During the Holidays, Thieves Find It Easy to Receive What You're Giving

TIMES STAFF WRITER

Law enforcement officials are urging people to take precautions during the holiday season to avoid vehicle burglaries, telephone solicitation scams and bank machine and credit card fraud--crimes that typically increase as Christmas approaches.

Some important tips:

* Don't leave gifts or other valuables in your car while shopping.

* Cover up the key pad on the ATM machine or telephone when dialing your personal identification number or access code.

* Be wary when someone tries to sell you something over the phone.

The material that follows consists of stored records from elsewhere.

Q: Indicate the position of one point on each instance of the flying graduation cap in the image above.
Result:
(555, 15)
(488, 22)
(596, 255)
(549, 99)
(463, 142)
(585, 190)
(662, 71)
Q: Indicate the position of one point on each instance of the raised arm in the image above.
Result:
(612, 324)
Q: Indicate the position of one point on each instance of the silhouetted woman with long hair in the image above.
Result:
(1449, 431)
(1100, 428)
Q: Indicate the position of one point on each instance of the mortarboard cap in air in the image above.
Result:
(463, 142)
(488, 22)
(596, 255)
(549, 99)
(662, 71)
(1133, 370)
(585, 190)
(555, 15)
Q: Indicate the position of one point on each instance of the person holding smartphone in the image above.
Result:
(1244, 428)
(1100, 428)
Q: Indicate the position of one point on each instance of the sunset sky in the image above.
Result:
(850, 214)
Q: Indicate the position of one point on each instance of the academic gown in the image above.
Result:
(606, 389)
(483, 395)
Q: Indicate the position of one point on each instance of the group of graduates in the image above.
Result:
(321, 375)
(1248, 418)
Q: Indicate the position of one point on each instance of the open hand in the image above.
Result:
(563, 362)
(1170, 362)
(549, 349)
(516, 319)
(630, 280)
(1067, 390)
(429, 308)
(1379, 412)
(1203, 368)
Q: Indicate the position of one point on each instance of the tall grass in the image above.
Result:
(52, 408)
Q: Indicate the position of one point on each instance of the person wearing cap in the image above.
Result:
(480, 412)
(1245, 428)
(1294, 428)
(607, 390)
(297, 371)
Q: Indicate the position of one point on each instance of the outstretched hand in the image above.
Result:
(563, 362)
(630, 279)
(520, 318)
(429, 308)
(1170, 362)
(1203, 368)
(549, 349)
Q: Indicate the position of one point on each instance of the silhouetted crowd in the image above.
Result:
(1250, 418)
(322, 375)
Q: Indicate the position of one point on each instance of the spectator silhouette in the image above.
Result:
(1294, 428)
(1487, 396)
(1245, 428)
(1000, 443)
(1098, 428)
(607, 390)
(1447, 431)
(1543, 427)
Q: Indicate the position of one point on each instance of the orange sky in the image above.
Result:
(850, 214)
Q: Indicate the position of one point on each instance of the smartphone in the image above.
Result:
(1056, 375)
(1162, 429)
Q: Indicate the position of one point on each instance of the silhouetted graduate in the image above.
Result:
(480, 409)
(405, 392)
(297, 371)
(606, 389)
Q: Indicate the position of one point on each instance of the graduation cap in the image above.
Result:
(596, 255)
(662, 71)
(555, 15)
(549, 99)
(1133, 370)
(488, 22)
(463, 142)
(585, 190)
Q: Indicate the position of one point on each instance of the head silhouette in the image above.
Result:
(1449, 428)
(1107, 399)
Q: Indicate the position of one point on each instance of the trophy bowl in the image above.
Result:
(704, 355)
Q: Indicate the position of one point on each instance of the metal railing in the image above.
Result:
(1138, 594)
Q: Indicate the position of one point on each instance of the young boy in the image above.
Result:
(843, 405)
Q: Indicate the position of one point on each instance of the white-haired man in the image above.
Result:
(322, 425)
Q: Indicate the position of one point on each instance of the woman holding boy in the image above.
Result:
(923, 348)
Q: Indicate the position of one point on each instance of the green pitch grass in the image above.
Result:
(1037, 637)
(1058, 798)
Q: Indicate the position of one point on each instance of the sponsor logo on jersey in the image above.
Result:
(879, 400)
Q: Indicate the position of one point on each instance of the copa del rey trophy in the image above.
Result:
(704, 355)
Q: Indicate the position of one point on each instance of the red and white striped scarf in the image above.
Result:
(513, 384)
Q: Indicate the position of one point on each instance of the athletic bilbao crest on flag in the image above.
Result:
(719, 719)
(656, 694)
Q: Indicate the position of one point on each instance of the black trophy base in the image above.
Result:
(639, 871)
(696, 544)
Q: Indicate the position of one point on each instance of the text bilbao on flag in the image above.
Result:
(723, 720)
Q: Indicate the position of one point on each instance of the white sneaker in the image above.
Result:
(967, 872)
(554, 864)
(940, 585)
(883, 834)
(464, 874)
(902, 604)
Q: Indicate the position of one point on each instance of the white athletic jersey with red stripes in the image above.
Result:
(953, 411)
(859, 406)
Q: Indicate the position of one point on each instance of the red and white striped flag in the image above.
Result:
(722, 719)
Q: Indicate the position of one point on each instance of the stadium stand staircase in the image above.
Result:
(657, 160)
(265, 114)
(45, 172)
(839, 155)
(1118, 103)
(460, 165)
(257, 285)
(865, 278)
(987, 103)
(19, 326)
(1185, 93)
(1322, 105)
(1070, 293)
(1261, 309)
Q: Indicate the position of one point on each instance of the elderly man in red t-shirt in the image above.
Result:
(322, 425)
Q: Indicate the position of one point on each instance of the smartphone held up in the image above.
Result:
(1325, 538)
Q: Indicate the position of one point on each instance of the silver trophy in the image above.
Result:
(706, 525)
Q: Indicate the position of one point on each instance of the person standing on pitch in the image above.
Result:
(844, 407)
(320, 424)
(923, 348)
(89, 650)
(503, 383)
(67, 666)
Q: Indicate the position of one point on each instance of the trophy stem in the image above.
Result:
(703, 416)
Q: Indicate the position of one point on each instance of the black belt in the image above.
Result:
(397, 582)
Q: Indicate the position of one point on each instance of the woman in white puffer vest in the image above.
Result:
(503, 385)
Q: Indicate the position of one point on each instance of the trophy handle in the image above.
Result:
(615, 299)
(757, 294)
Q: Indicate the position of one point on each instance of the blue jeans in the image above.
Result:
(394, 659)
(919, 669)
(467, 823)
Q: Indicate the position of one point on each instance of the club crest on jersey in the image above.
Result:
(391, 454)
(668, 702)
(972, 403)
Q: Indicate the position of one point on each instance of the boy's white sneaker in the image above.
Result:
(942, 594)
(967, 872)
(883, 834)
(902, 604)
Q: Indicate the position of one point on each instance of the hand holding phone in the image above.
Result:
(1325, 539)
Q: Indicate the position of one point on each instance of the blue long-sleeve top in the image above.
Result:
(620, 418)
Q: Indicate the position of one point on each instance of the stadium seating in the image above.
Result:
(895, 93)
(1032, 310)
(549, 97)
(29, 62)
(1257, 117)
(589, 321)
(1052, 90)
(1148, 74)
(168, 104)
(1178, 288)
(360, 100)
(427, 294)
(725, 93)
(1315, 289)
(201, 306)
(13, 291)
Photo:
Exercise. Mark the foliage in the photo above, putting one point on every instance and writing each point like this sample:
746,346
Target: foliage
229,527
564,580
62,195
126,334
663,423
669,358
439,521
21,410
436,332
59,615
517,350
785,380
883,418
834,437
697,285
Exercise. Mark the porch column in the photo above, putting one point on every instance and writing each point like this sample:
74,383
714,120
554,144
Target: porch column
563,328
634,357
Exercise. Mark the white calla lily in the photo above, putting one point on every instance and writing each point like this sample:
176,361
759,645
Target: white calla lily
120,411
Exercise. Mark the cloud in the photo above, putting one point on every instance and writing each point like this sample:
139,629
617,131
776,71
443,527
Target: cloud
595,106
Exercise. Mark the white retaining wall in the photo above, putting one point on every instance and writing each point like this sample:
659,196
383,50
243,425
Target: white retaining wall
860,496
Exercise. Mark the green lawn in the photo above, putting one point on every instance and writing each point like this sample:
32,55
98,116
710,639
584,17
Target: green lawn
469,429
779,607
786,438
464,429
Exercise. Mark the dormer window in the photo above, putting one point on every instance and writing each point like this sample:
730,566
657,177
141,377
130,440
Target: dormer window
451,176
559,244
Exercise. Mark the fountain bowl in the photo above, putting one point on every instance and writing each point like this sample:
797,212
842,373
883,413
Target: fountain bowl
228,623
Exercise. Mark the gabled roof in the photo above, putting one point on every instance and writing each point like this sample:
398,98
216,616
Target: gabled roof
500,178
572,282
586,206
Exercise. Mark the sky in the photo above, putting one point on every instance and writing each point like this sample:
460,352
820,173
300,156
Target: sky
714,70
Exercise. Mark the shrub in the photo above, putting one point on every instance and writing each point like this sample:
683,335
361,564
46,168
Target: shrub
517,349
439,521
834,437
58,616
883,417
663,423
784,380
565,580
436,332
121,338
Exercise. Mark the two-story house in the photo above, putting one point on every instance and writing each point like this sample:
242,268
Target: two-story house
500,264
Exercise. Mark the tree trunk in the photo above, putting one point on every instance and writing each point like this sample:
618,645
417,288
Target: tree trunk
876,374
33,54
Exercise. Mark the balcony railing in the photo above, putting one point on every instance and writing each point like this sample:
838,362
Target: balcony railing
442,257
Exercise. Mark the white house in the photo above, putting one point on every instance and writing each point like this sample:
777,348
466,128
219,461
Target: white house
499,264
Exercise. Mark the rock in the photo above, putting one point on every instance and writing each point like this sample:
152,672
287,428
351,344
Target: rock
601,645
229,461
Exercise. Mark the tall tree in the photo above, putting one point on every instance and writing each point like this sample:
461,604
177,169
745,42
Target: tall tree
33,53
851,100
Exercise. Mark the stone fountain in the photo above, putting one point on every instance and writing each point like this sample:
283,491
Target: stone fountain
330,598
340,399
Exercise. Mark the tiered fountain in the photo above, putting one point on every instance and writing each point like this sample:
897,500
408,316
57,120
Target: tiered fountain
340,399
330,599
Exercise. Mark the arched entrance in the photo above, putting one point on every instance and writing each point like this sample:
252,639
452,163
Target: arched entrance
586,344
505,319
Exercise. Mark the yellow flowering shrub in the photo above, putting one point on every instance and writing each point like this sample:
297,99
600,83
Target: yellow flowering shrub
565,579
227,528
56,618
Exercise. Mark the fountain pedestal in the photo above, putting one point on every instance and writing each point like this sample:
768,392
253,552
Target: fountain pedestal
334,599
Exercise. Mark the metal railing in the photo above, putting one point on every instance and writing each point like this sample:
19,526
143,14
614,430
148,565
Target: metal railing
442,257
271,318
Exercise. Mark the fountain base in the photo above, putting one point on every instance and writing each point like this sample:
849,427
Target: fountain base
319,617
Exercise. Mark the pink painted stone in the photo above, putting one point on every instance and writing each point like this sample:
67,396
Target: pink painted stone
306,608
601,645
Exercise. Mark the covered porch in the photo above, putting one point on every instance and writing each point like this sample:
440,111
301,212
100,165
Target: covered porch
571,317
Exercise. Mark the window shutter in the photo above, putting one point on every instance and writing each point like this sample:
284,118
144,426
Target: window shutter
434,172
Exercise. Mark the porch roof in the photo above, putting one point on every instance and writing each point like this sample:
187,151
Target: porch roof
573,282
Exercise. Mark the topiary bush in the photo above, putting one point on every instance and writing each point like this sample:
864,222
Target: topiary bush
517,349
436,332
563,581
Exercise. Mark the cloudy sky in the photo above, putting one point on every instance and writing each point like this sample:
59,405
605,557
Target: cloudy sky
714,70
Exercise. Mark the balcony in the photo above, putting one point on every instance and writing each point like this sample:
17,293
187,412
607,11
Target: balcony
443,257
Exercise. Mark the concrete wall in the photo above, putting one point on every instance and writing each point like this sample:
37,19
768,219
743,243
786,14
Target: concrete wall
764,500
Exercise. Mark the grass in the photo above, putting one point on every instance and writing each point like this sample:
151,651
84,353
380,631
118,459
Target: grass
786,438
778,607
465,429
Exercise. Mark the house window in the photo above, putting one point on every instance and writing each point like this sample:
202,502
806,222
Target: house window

"You know that line: If it sounds too good, it is," said Costa Mesa Police Capt. Tom Lazar. "You should question the people who you are talking to about the validity of the offer. Ask for a phone number where you can call back to verify the information."

Sheriff's Lt. Ron Wilkerson said when charities call asking for money, find out whether callers are professional for-profit solicitors who receive a percentage of each donation.

Always get a name, address and phone number of the specific charity and ask the caller to send you more information about the charity's programs and expenses, he said. If they won't, that should serve as a warning that something is not right.

People should also ask for the charity's nonprofit identification number in order to check the agency further before donating. And be particularly wary of organizations that want to send someone to your home or business within hours or days to pick up a check.

"The busy season for solicitors is the holiday season," Wilkerson said. "People seem to have more goodwill at this time of the year. Therefore, they are more apt to be victimized. It's just a matter of using a little precaution."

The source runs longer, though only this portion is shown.